Today I am encouraged to continue to share my experiences because I am learning how connected many of us are as we navigate through this mystery called life. And oddly that connection has calmed me and comforted me. I am encouraged too by friends who thankfully encourage me to keep bravely sharing my experiences. I am also encouraged by the release I experience when I put the next experience out there. It's like that lesson in Proverbs: a word and a stone once launced cannot be reclaimed. Writing this or even recording this somewhat launches it from my being. But I've grown to notice that it's only launced if I am fully truthful.
Today's title was inspired by the title of Dan Brown's book, Angels and Demons. As a writer, I have been contemplating where these entities live, truly live. As a creative, I am beginning to believe they have always existed right inside each of us. That we are the angels and we are the demons. That there is light within us, as well as the deepest darkness.

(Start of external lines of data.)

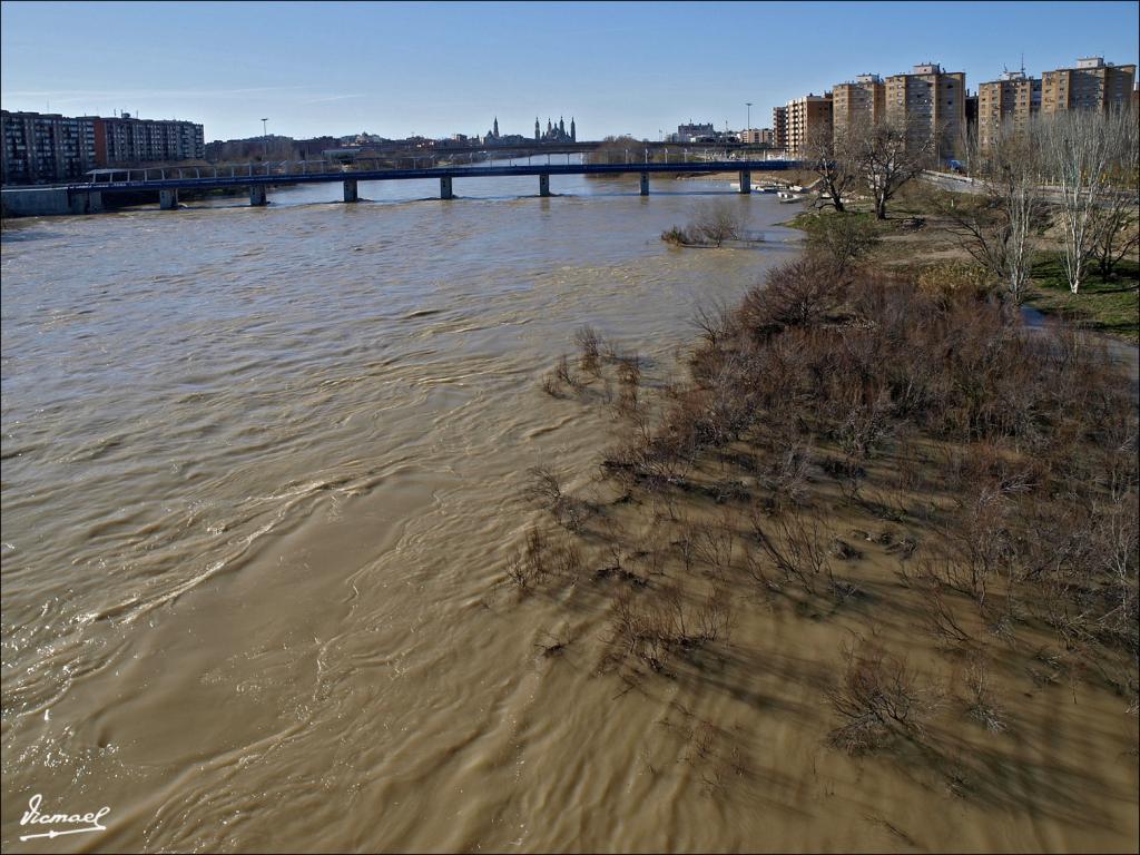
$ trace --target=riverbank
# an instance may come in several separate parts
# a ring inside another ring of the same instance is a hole
[[[544,658],[659,710],[638,775],[692,773],[736,848],[1133,849],[1137,420],[1104,352],[809,259],[700,326],[674,373],[578,336],[546,391],[611,413],[603,478],[532,470],[507,569],[511,612],[561,616]]]
[[[953,194],[925,185],[907,186],[891,205],[887,220],[874,220],[866,201],[848,205],[847,217],[869,223],[879,237],[876,259],[883,266],[918,275],[923,269],[944,264],[972,266],[974,259],[955,234],[945,211]],[[783,225],[805,230],[820,217],[837,215],[831,210],[803,211]],[[919,225],[920,223],[920,225]],[[1069,291],[1061,266],[1061,236],[1057,223],[1034,237],[1036,261],[1033,266],[1026,304],[1039,311],[1064,317],[1084,329],[1104,333],[1137,344],[1140,342],[1140,259],[1135,252],[1123,259],[1115,274],[1100,276],[1090,263],[1086,285],[1078,294]]]

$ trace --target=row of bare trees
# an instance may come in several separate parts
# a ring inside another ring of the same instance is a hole
[[[836,211],[845,211],[847,197],[862,188],[874,202],[874,215],[885,220],[887,203],[933,165],[937,139],[893,119],[876,124],[854,121],[834,131],[830,127],[809,131],[800,160],[822,179],[823,196]]]
[[[971,145],[979,198],[955,206],[963,246],[1020,300],[1033,266],[1033,238],[1052,219],[1061,259],[1078,293],[1096,263],[1101,276],[1140,241],[1140,140],[1129,112],[1068,111],[1007,122],[984,146]]]
[[[836,211],[865,190],[876,217],[909,181],[934,164],[939,132],[922,135],[905,123],[852,122],[820,128],[801,152]],[[1138,184],[1140,140],[1129,111],[1066,111],[1007,122],[985,140],[962,141],[976,197],[950,213],[963,246],[1015,300],[1028,285],[1033,238],[1051,219],[1060,226],[1069,288],[1077,293],[1096,263],[1101,276],[1140,241]]]

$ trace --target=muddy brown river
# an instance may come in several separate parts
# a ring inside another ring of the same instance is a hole
[[[588,323],[660,381],[797,239],[764,195],[722,196],[763,242],[659,239],[724,184],[552,185],[5,231],[5,852],[1134,849],[1134,762],[1088,724],[1129,726],[1112,699],[1027,723],[978,805],[821,747],[840,627],[751,621],[765,667],[700,691],[542,654],[604,614],[507,595],[520,486],[584,487],[616,430],[544,373]],[[744,747],[732,788],[697,720]],[[21,840],[35,795],[106,830]]]

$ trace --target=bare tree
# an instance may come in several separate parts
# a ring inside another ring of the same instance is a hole
[[[947,213],[962,246],[994,278],[1004,282],[1018,303],[1033,268],[1032,236],[1044,214],[1037,180],[1041,165],[1039,135],[1011,122],[993,135],[984,149],[970,150],[975,186],[982,201],[963,199]],[[968,149],[969,150],[969,149]]]
[[[686,231],[693,237],[720,246],[725,241],[743,237],[748,218],[731,202],[714,202],[697,209]]]
[[[1134,116],[1123,111],[1107,116],[1065,111],[1040,124],[1047,174],[1059,196],[1065,275],[1074,294],[1084,284],[1085,269],[1104,230],[1102,207],[1110,201],[1114,177],[1129,156],[1130,138],[1135,145],[1134,124]]]
[[[887,203],[930,164],[939,131],[926,135],[902,120],[888,119],[873,125],[857,123],[849,133],[860,178],[874,198],[874,215],[885,220]]]
[[[1109,277],[1116,264],[1140,244],[1140,131],[1137,123],[1123,122],[1119,131],[1118,162],[1110,172],[1112,188],[1101,202],[1096,218],[1093,259],[1097,270]]]
[[[846,210],[844,195],[858,180],[850,139],[846,128],[832,132],[830,125],[815,125],[799,153],[799,158],[823,181],[823,196],[836,211]]]

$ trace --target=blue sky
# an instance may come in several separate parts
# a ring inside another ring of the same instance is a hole
[[[1020,64],[1137,63],[1137,2],[2,2],[5,109],[192,119],[206,139],[358,131],[656,139],[921,62],[971,90]]]

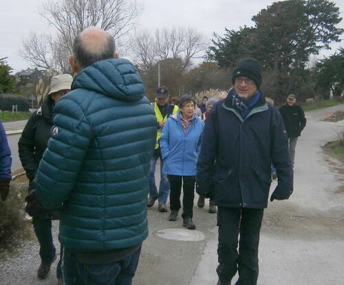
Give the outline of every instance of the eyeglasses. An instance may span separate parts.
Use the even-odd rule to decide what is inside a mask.
[[[241,84],[242,82],[245,82],[248,85],[252,85],[255,83],[255,81],[250,78],[244,76],[237,77],[234,80],[234,83]]]

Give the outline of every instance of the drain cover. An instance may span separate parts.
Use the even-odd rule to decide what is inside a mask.
[[[206,238],[203,233],[186,229],[165,229],[156,231],[156,235],[162,238],[183,242],[199,242]]]

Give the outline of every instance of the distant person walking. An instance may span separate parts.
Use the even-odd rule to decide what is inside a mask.
[[[289,198],[292,170],[281,115],[259,90],[259,63],[252,58],[239,62],[232,82],[234,89],[215,104],[205,123],[196,190],[214,198],[218,208],[217,284],[230,284],[238,271],[236,284],[256,285],[271,161],[278,176],[271,201]]]
[[[294,94],[289,94],[287,98],[287,104],[279,109],[287,131],[289,152],[293,166],[297,139],[307,123],[303,110],[300,106],[297,105],[296,102],[296,96]]]
[[[162,172],[171,185],[169,220],[175,221],[180,205],[183,185],[183,227],[194,229],[193,199],[196,163],[201,148],[203,121],[193,113],[195,102],[184,95],[179,101],[180,111],[166,122],[160,138],[161,155],[164,161]]]
[[[11,150],[7,141],[6,132],[0,122],[0,197],[4,201],[10,192],[11,181]]]
[[[161,156],[160,139],[161,133],[164,129],[166,121],[171,115],[177,113],[178,107],[169,103],[169,90],[165,87],[159,87],[155,94],[156,102],[153,103],[153,108],[155,114],[158,133],[156,135],[156,143],[154,155],[151,159],[151,168],[149,170],[149,196],[148,197],[147,207],[153,207],[155,201],[158,200],[158,209],[160,212],[166,212],[166,201],[169,197],[169,184],[167,176],[162,173],[164,167],[164,159]],[[155,183],[155,166],[158,159],[160,161],[160,183],[159,192]]]
[[[205,113],[206,111],[206,102],[208,102],[208,97],[206,95],[203,96],[203,98],[202,99],[202,102],[198,105],[198,108],[201,109],[201,112],[202,114]]]
[[[19,159],[29,179],[29,192],[35,188],[33,181],[51,137],[53,110],[60,99],[70,91],[72,81],[73,78],[69,74],[61,74],[52,78],[48,95],[43,100],[41,107],[30,117],[21,133],[18,150]],[[51,217],[49,215],[34,216],[32,225],[40,247],[41,265],[37,271],[37,277],[45,279],[50,275],[51,265],[56,258],[52,241]],[[60,262],[56,275],[58,279],[62,280]]]
[[[208,117],[209,116],[209,112],[211,111],[214,104],[217,101],[219,101],[219,98],[217,97],[213,97],[210,98],[206,102],[206,110],[203,115],[203,119],[204,121],[206,121],[206,119],[208,119]],[[204,207],[204,204],[205,204],[204,197],[203,197],[202,195],[200,195],[200,197],[198,197],[198,201],[197,202],[197,207],[200,208],[202,208]],[[216,209],[216,204],[212,199],[209,199],[209,209],[208,209],[208,212],[210,214],[215,214],[217,212],[217,209]]]

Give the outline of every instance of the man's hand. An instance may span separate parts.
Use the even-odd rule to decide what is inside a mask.
[[[0,196],[1,200],[4,201],[10,192],[10,179],[0,179]]]
[[[40,220],[50,218],[50,213],[49,211],[44,209],[38,201],[36,196],[36,190],[31,190],[25,198],[25,201],[27,202],[25,212],[26,212],[29,216]]]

Some days, in some dealings with my mom, a hot rage boils up so quickly that I become aware, or am reminded of that darkness within me; that it is not dormant or sleeping but fully awake, fully alert, fully watchful, fully involved in my life. I like to think that that is not the case, but in those moments of hot anger I see that that is exactly the case. And it knowingly laughs at me. It doesn't give a shit that I see it, that I recognize it. Actually, it wants me to see it, to get to know it, to invite it to be a bigger part of my life. Creepy, huh? Yeah, I'm a writer of dark stories (not all dark) but, yeah, there are some dark ones.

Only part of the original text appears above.